A risk factor is anything that affects your chance of getting a disease, such as cancer. Different cancers have different risk factors.
But risk factors don’t tell us everything. Having a risk factor, or even several, does not mean that you will get the disease. Most women who have one or more breast cancer risk factors never develop the disease, while many women with breast cancer have no apparent risk factors. Even when a woman with risk factors develops breast cancer, it is hard to know just how much these factors might have contributed.
Some risk factors, like a person’s age or race, can’t be changed. Others are linked to cancer-causing factors in the environment. Still others are related to personal behaviors, such as smoking, drinking, and diet. Some factors influence risk more than others, and your risk for breast cancer can change over time, due to factors such as aging or lifestyle.
There are 12 risk factors for breast cancer:
Your risk of developing breast cancer increases as you get older. About 1 out of 8 invasive breast cancers are found in women younger than 45, while about 2 of 3 invasive breast cancers are found in women age 55 or older.
Simply being a woman is the main risk factor for developing breast cancer. Men can develop breast cancer, but this disease is about 100 times more common among women than men. This is probably because men have less of the female hormones estrogen and progesterone, which can promote breast cancer cell growth
3. Family history:
If you have relatives or family members with breast cancer, then your chances of suffering are also high. There are certain genes which result in breast cancer if they have mutations in them. These mutated genes can be passed on from the parent to the child. About 5-10% of all breast cancer cases are likely to be inherited from the parent carrying the mutated gene.
4. Early menstruation:
Your age at your first menstrual period may have something to do with your lifetime risk of developing breast cancer. A review of studies analysing the relation between the onset of menarche and risk for breast cancer found that for every year delay in the onset of menstruation, the risk of premenopausal breast cancer decreases by 9% and postmenopausal breast cancer by 4%.
5. Late menopause:
It’s the opposite for menopause. With every year delay in menopause (after the age of 45 years), your risk of developing breast cancer may increase by 3%. So, a woman who goes through menopause at the age of 55 years has a 30% increased risk of breast cancer than women who go through menopause at the age of 45 years.
6.Benign breast disease
This encompasses a diverse range of conditions of the breast, most of which are not associated with an increased risk of breast cancer. Breast cysts are not associated with any significant risk.
7.Delayed pregnancy or no pregnancy:
Not giving birth to a child puts you at a higher risk of breast cancer. A woman who gives birth to children has a 30% lowered risk than a woman who was never pregnant.

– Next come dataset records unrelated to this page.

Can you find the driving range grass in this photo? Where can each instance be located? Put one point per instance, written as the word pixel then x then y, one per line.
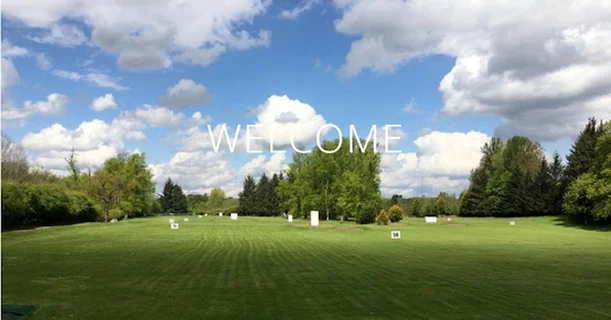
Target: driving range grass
pixel 264 268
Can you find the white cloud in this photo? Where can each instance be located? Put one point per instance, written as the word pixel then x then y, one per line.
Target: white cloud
pixel 186 93
pixel 281 117
pixel 200 172
pixel 542 58
pixel 43 61
pixel 94 142
pixel 443 162
pixel 10 50
pixel 410 107
pixel 153 116
pixel 297 11
pixel 145 34
pixel 200 120
pixel 62 34
pixel 104 102
pixel 10 76
pixel 96 78
pixel 54 105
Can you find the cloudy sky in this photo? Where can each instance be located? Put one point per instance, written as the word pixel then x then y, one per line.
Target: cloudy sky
pixel 149 76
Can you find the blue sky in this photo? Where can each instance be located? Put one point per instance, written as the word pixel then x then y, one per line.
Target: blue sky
pixel 450 84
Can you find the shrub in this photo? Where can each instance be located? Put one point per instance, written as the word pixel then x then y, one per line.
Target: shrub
pixel 382 218
pixel 28 205
pixel 395 213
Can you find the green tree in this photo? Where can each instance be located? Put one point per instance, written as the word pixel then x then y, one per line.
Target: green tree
pixel 557 179
pixel 73 170
pixel 110 185
pixel 216 198
pixel 396 213
pixel 247 197
pixel 264 196
pixel 179 200
pixel 382 218
pixel 166 197
pixel 417 210
pixel 14 160
pixel 440 205
pixel 143 187
pixel 583 152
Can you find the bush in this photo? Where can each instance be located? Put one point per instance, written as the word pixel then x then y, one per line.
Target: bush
pixel 29 205
pixel 383 218
pixel 395 213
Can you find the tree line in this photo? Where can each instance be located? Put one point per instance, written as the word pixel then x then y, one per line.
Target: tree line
pixel 514 178
pixel 261 198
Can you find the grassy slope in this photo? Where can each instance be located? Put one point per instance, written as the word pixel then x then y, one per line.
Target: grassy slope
pixel 263 268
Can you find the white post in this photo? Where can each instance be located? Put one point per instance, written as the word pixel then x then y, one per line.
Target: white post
pixel 314 218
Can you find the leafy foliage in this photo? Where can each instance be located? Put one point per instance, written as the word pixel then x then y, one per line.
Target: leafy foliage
pixel 395 213
pixel 383 218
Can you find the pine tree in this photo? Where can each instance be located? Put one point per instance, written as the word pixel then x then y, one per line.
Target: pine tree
pixel 583 152
pixel 167 197
pixel 264 194
pixel 179 200
pixel 275 199
pixel 557 177
pixel 247 197
pixel 472 201
pixel 543 191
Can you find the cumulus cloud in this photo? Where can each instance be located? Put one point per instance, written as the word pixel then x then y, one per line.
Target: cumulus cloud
pixel 200 171
pixel 104 102
pixel 305 6
pixel 281 117
pixel 55 104
pixel 10 76
pixel 186 93
pixel 200 120
pixel 95 78
pixel 10 50
pixel 153 116
pixel 543 58
pixel 145 34
pixel 442 162
pixel 62 34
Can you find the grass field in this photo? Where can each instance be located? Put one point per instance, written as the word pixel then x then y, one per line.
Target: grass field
pixel 264 268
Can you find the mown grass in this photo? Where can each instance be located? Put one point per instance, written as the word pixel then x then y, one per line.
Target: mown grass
pixel 264 268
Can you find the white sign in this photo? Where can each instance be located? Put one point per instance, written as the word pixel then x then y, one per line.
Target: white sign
pixel 430 219
pixel 314 218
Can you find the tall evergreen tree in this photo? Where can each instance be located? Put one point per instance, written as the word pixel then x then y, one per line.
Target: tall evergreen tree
pixel 247 197
pixel 264 197
pixel 556 170
pixel 275 208
pixel 583 152
pixel 179 200
pixel 167 196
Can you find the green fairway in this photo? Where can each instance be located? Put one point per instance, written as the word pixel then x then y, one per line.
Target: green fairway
pixel 264 268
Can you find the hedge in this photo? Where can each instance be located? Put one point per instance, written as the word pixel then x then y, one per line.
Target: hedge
pixel 31 205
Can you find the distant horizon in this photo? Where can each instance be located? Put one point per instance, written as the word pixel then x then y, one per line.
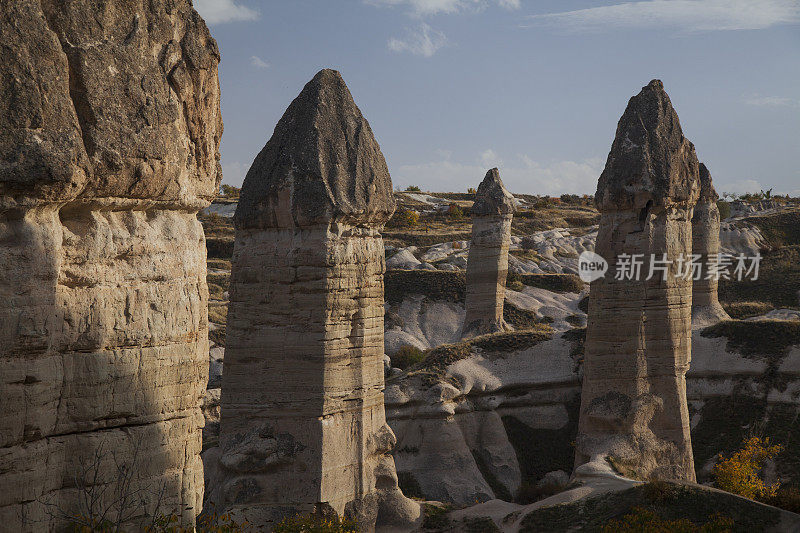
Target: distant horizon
pixel 452 88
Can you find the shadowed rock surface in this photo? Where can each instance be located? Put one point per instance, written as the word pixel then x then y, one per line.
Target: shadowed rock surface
pixel 109 135
pixel 706 309
pixel 638 344
pixel 487 265
pixel 302 418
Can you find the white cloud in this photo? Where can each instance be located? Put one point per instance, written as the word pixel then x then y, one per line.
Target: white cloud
pixel 221 11
pixel 233 172
pixel 257 62
pixel 509 4
pixel 423 41
pixel 773 101
pixel 422 8
pixel 525 175
pixel 689 15
pixel 488 158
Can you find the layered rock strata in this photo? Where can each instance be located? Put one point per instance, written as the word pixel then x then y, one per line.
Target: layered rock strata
pixel 638 345
pixel 706 309
pixel 108 148
pixel 487 265
pixel 302 418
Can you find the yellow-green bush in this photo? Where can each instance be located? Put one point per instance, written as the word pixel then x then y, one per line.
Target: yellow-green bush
pixel 740 473
pixel 316 524
pixel 641 520
pixel 404 218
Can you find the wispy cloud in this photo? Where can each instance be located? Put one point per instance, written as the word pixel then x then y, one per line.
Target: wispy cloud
pixel 221 11
pixel 233 172
pixel 509 4
pixel 423 41
pixel 257 62
pixel 488 158
pixel 422 8
pixel 773 101
pixel 522 175
pixel 686 15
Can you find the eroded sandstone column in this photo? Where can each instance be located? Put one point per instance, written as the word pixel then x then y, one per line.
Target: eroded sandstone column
pixel 109 135
pixel 706 309
pixel 487 266
pixel 302 421
pixel 634 415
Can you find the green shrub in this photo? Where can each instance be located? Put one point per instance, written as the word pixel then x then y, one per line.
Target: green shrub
pixel 787 498
pixel 552 282
pixel 772 337
pixel 229 191
pixel 407 356
pixel 404 218
pixel 316 524
pixel 641 520
pixel 742 310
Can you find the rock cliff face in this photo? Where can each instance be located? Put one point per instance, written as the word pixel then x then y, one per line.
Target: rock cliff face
pixel 487 266
pixel 706 309
pixel 302 418
pixel 109 136
pixel 638 345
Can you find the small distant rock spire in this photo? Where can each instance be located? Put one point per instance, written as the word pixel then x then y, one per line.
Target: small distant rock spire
pixel 487 265
pixel 492 198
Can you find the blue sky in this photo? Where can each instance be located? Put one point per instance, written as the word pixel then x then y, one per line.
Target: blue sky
pixel 534 87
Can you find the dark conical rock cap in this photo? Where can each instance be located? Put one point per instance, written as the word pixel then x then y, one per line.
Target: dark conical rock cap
pixel 707 192
pixel 321 164
pixel 492 197
pixel 650 158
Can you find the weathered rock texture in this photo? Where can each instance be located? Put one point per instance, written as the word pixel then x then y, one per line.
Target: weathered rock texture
pixel 638 344
pixel 706 309
pixel 109 134
pixel 487 265
pixel 302 420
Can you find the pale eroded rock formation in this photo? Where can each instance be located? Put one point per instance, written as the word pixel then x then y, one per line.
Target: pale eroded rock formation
pixel 109 135
pixel 487 265
pixel 302 419
pixel 638 345
pixel 706 309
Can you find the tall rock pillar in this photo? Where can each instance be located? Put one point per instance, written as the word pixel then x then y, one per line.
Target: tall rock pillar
pixel 302 421
pixel 634 415
pixel 109 135
pixel 706 309
pixel 487 265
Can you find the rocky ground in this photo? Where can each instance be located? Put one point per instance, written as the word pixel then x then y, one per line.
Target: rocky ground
pixel 496 417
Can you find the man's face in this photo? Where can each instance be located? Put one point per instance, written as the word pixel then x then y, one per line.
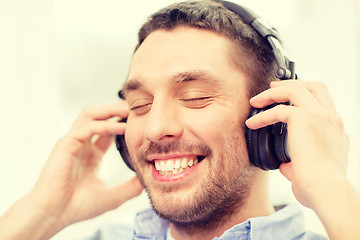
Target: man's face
pixel 185 130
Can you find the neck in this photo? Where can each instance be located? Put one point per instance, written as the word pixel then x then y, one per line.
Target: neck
pixel 257 204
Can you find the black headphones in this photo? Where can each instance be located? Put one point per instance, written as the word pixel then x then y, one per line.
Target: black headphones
pixel 267 146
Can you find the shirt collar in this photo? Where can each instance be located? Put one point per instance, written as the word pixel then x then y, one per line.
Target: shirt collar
pixel 287 222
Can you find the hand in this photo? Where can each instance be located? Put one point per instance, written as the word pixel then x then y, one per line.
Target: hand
pixel 318 145
pixel 69 189
pixel 318 149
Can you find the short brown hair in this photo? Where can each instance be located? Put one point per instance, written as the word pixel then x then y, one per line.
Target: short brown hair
pixel 250 52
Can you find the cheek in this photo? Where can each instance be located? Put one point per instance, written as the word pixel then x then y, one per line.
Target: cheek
pixel 215 125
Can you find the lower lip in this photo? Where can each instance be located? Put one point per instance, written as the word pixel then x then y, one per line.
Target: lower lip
pixel 174 177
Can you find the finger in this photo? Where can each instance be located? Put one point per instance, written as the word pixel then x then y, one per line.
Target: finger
pixel 86 131
pixel 317 89
pixel 128 190
pixel 292 92
pixel 103 112
pixel 279 113
pixel 103 142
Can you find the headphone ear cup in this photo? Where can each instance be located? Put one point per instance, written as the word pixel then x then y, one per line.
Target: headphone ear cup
pixel 122 148
pixel 267 146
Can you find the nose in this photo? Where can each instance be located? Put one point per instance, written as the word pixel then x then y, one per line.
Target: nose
pixel 163 123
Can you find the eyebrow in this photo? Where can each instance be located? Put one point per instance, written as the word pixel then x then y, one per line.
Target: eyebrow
pixel 182 77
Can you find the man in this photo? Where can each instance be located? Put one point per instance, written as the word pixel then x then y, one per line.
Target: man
pixel 187 101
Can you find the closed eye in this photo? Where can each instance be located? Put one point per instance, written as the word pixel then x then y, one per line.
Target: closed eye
pixel 197 102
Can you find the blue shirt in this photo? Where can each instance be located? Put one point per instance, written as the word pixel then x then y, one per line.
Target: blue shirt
pixel 287 223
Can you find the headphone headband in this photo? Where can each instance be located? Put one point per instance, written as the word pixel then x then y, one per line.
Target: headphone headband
pixel 286 68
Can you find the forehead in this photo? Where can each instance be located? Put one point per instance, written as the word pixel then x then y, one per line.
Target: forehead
pixel 170 55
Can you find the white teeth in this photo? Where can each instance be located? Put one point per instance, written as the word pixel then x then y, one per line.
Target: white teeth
pixel 173 166
pixel 162 166
pixel 169 166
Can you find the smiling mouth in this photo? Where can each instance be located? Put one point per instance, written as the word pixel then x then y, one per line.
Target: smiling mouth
pixel 176 165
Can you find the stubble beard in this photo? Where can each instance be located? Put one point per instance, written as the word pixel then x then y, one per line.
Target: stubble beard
pixel 220 195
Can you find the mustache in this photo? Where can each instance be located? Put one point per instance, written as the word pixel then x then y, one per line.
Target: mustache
pixel 176 147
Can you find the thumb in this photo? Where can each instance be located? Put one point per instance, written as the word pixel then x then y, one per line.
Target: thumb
pixel 128 190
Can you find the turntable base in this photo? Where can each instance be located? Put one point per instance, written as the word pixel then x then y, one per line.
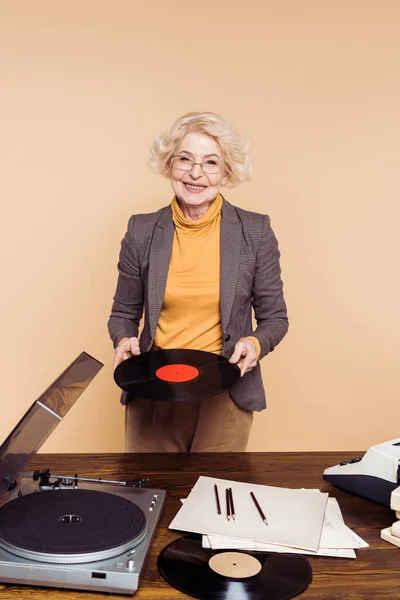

Breastfeeding (for 12 months) reduces you chances of breast cancer by 4% compared to women who never breast feed. Moreover, the risk further reduces with longer period of breast feeding.
Woman who began smoking before the age of 20 and those who started at least five years before their first pregnancy seem to be most at risk. Heavy smoking or smoking over a long period of time also increases the risk. There is no evidence that passive smoking increases ones risk. Also, on a positive note, researchers found no evidence of a significantly higher risk in former smokers.
One study showed that for women with a close blood relative with the disease, daily alcohol consumption appeared to more than double the risk of breast cancer. A more recent study found that 60 percent of breast cancer cases in women worldwide were attributable to alcohol consumption. But the mechanism(s) of alcohol-induced breast cancer are poorly understood.
11. Hormone replacement therapy:
Use of hormone therapy is common these days among women who want to relieve their symptoms of menopause. The risk is higher in women who take combined therapy (estrogen and progesterone). Combined hormone replacement therapy is also thought to increase mortality risk in breast cancer.
12. Exposure to radiation: We all know that radiation of any kind can induce mutation and cause cancer. For breast cancer, too, exposure to moderate or high intensity of radiation can increase the risk of breast cancer.